In mid-1973, MGM consolidated the offices of its four music publishers, sold Robbins-Feist & Miller (known as Big 3), and Hastings. The same year, it sold the Big 3 to United Artists (UA). In 1981, MGM acquired UA and formed MGM/UA Communications Co. In 1983, MGM/UA sold its music publishing business to CBS Records. CBS then sold the print music arm, Big 3 Music, to Columbia Pictures.

== Personal life ==

In an unannounced ceremony, Feist married Bessie Meyer on June 24, 1904. They had three children: Leonard S. Feist (1911–1996), Nathan Feist (1905–1965), and Milton Feist (1907–1975).

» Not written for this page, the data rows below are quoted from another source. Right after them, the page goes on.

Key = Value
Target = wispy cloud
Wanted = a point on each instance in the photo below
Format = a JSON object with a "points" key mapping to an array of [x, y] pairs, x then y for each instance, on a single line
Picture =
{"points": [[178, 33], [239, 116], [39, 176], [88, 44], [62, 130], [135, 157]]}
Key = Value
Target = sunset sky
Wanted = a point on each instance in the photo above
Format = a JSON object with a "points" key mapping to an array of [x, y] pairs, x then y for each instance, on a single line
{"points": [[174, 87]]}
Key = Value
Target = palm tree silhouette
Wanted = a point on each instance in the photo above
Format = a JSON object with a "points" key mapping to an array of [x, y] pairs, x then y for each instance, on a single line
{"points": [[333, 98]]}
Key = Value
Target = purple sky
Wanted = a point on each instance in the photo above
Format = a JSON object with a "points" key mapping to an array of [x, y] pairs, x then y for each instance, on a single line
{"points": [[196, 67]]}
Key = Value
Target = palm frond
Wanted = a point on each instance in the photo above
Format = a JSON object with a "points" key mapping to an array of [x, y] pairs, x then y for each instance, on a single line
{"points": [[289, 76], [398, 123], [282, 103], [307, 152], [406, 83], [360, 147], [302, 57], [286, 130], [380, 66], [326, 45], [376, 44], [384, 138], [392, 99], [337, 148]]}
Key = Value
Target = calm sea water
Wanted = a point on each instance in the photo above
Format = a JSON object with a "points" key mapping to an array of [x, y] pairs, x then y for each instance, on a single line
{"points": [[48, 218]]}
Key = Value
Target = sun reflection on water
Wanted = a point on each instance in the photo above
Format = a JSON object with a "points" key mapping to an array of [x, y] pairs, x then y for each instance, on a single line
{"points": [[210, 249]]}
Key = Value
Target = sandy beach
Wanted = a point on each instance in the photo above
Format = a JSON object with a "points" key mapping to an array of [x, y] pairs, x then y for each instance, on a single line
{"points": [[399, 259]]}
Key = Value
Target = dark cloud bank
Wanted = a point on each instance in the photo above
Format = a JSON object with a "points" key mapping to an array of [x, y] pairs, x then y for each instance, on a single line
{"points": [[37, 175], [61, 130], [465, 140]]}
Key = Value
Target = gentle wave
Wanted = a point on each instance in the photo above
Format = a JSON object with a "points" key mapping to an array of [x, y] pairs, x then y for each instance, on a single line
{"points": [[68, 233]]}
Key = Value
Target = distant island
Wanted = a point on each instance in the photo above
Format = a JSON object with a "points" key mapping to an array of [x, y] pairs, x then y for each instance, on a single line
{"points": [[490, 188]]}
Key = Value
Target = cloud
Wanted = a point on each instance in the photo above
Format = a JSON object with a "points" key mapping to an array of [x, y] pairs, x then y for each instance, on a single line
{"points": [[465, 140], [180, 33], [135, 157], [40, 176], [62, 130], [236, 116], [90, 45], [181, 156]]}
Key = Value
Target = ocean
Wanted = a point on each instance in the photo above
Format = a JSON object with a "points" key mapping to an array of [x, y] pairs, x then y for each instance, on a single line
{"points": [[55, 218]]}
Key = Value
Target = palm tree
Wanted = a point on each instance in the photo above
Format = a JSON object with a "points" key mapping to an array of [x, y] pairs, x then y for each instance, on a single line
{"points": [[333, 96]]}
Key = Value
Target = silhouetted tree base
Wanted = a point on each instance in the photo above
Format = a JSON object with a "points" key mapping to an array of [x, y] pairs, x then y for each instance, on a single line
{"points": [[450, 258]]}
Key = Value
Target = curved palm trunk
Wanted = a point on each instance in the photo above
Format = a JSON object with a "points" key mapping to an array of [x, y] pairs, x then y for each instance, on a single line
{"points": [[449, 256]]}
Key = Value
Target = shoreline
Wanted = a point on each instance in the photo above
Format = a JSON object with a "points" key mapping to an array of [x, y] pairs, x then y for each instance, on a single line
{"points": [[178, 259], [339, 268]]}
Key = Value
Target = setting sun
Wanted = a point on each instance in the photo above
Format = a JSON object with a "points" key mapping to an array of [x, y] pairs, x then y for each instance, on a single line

- Leonard Feist was a music publisher, copyright expert, and advocate for the music publishing industry. He was still in college at the time of his father's death. He was married in 1937 to Mary Regensburg. He ran the classical music publishers Century Music, Mercury Music, and Associated Music Publishers. Leonard was leader of industry trade group National Music Publishers Association, and an officer of the National Music Council, the National Academy of Popular Music, and the Copyright Society of the United States. He led efforts at copyright and royalty legal reforms in the United States. He died November 18, 1996.
- Nathan Feist was a publisher and advertising executive. He was a member of his father's firm at the time of its sale to NBC. He was born April 17, 1905, in New York City, and died there December 2, 1965. Nathan lived in Mount Vernon for 50 years, and was married to Beatrice Friedman in 1934; they had two children, Richard and Marilyn.
- Milton Feist, also known by his Hebrew name, Meir, was a rabbi, scholar, teacher, publisher, and translator of books and opera. He contracted polio when he was four years old, and was disabled thereafter, using a wheelchair for the rest of his life. Milton was also a member of the firm at the time of its sale to NBC. Rabbi Meir "Milton" Feist became attracted to Orthodox Judaism in his youth, through rabbis Joshua Mereminsky and Mendel Zaks, two scholars with familial and religious association with the Chofetz Chaim and his Radun yeshiva. As a result, Feist was involved in the translation and printing of books written by the Chofetz Chaim. Feist spent the last four years of his life studying Torah full-time at Beth Medrash Govoha, in Lakewood, NJ. Milton also ran Mercury Music Corp.

=== Death ===
Feist died at home in Mount Vernon, New York, on June 21, 1930.

=== Relatives ===
Leopold Feist had several other well-known relatives in the entertainment industry. His brother, Felix F. Feist (Jul 15, 1883 – Apr 15, 1936), was a sales executive at Metro-Goldwyn-Mayer. His nephew, Felix Ellison Feist (Feb 28, 1910 – Sep 2, 1965), was a film and television director. His great-nephew is fantasy author Raymond E. Feist.